韓国でも増えるニート(上)
【失われた20年、日本に学ぶ】
ソウル・江北地区に住むキム・インスンさん(60)は毎月1日と15日、一人息子(33)に30万ウォン(約2万1800円)の小遣いを渡してから仕事に向かう。キムさんは、ある政府系企業を定年退職した夫(65)と、商店街で小さな店を経営している。息子が大学を卒業するころには、ほかの人と同じようにすぐ就職し、結婚するものと思っていた。ところが息子はここ5年ほど、仕事もせずにブラブラした生活を送っている。
息子が仕事をして金を稼いできたのは、2006年4月が最後だった。建設工事現場の契約社員として、造形工事の監督を任されていたが、1年4カ月後に「仕事がきつい」と言って仕事を辞め、家に帰ってきた。
それから息子は毎日、単調な日々を過ごしている。朝8時に起き、午前中はテレビを見るか、インターネットに興じ、午後には運動するという生活だ。母はそんな息子を見ているとつらいが、本人は淡々としている。母からもらう小遣いで、交通費に6万ウォン(約4400円)、ガソリン代4万ウォン(約2900円)、それ以外に1日1万ウォン(約730円)から2万ウォン(1万4500円)ほどを使う生活にすっかり慣れてしまったようだ。
「いろいろ就職活動もしてみたが、面接で落とされるか、条件が合わなかった。次第に年齢で引っかかるようになり、就職をあきらめた」
このような若者は「ニート族」と呼ばれる。「就職せず、学校にも通わず、何か職業訓練を受けているわけでもない」ことを意味する言葉(Not in Employment, Education or Training)だ。就職難で臨時職やアルバイトを転々とし、ついには働く意欲まで失ってしまった若者たちを指す。

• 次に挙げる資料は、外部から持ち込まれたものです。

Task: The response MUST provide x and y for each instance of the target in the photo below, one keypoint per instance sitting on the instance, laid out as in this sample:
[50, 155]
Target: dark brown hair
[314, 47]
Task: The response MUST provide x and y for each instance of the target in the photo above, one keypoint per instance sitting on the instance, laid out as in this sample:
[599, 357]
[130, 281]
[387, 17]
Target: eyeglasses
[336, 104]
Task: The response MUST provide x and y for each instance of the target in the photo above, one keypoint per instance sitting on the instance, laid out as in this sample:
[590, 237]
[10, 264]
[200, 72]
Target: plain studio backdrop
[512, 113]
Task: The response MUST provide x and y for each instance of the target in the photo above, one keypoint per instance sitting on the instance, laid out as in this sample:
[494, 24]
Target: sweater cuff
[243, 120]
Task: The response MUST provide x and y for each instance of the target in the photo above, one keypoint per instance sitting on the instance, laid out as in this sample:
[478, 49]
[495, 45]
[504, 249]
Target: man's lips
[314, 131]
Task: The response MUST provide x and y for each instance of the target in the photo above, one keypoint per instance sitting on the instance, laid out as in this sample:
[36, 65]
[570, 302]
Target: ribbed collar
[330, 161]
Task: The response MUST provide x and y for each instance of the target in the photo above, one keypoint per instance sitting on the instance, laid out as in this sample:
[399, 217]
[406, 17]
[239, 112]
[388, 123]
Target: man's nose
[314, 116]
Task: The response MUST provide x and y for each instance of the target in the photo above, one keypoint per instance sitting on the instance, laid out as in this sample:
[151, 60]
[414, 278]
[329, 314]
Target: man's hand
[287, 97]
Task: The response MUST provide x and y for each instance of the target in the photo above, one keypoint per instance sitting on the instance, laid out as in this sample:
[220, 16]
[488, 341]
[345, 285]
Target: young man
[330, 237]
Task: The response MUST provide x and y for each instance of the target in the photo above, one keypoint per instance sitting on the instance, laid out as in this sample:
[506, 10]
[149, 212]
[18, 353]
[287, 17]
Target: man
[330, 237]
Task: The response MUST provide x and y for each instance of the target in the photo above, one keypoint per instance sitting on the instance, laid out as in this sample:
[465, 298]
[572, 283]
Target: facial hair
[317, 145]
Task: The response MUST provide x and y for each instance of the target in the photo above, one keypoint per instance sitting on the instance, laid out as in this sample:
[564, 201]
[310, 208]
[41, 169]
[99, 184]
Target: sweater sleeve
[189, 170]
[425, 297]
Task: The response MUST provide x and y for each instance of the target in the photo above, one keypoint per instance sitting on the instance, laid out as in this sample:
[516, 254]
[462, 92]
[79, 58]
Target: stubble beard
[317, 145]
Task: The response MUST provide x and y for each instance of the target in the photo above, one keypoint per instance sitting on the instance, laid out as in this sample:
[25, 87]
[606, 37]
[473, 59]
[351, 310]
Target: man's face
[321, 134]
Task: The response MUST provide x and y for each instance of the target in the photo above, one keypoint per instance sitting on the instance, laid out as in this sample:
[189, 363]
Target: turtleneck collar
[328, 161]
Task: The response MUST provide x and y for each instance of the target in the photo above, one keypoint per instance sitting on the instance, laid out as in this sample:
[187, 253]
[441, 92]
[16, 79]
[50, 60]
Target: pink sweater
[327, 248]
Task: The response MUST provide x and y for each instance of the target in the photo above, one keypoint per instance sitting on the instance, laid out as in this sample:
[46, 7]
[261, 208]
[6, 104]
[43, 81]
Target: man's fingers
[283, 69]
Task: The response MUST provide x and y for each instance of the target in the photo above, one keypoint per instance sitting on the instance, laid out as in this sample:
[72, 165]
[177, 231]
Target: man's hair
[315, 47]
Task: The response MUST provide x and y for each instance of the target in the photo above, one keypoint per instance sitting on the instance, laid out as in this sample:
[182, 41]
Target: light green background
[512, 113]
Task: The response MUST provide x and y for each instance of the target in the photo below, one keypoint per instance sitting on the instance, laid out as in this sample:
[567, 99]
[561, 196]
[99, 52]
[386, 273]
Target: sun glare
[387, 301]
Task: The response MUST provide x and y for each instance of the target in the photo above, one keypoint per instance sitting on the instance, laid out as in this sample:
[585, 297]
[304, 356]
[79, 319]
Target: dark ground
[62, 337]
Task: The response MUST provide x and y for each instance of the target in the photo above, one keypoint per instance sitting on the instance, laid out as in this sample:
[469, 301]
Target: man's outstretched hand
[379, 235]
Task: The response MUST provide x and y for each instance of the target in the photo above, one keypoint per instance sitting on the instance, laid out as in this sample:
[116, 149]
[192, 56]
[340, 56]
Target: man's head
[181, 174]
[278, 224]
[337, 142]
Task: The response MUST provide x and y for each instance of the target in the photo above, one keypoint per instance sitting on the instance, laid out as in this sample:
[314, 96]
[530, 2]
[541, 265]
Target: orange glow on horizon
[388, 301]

統計庁によると、2009年の時点で進学や兵役、疾病など明確な理由もないまま仕事をせず、就職活動もしていない15-29歳の若者の数は29万7000人。集計が始まった03年と比較すると、ニートの数は6年間で7万2000人増えた。人口1億2700万人の日本のニート(09年で44万人)と比べても、決して少ない数ではない。1990年半ばに隣国・日本でニートの問題が浮上し始めたころ、韓国は「最近の日本の若者は覇気がない」「日本の将来も先が見えた」などと見下していた。ところが韓国もいつの間にか、同じような問題で頭を抱えるようになったのだ。
ニートの最も大きな問題は、「意欲がない」ことだ。若年失業者団体「全国白手連帯」のチュ・ドクハン代表(41)は、「最近の若者は自分のことを平気で“残り物”と呼ぶ」と語る。就職できない現実に怒りを覚えたり、何とか克服しようとするのではなく、力を失って自嘲するケースが増えているということだ。